La banque centrale publie mercredi un résumé des délibérations qui l’ont conduite à maintenir son taux directeur inchangé à 2,25 % le 2 septembre.
Le Conseil de direction de la Banque du Canada s’est réuni dans les jours qui ont suivi l’imposition par les États-Unis, le 22 août, de droits de douane élevés sur toute une série de produits canadiens — une mesure qui a déclenché une série de mesures de rétorsion dans les semaines qui ont suivi la décision de la banque sur les taux.
Les responsables de la politique monétaire estimaient alors que ces nouveaux droits de douane toucheraient durement les secteurs visés, mais que leur impact global sur l’économie serait probablement modeste.
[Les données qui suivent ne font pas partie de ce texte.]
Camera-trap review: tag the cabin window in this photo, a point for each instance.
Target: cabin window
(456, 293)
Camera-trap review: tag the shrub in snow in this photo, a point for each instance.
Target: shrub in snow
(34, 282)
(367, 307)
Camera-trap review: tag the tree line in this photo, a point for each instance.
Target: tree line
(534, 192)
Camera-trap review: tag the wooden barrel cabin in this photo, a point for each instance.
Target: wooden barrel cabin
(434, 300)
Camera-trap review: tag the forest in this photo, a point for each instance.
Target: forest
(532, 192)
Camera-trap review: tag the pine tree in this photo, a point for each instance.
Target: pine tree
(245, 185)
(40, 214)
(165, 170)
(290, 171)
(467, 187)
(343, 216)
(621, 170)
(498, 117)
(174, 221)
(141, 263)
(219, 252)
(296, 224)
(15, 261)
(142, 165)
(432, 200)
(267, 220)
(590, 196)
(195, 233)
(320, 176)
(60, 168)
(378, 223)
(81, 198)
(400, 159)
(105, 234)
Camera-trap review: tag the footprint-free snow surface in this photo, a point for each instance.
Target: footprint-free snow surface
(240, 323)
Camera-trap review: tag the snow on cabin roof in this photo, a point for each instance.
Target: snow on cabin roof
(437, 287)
Et bien que la croissance économique ait repris de la vigueur à l’approche de cette dernière vague de droits de douane, les délibérations montrent que le Conseil de direction craignait qu’une nouvelle escalade du conflit commercial ne freine les dépenses des ménages, les investissements des entreprises et les embauches.
La Banque du Canada surveille également de près les prix élevés de l’énergie liés à la guerre en Iran, et les responsables de la politique monétaire ont évoqué la nécessité éventuelle d’ajuster le taux directeur lors de prochaines réunions si les pressions sur les coûts commençaient à s’étendre au-delà des stations-service.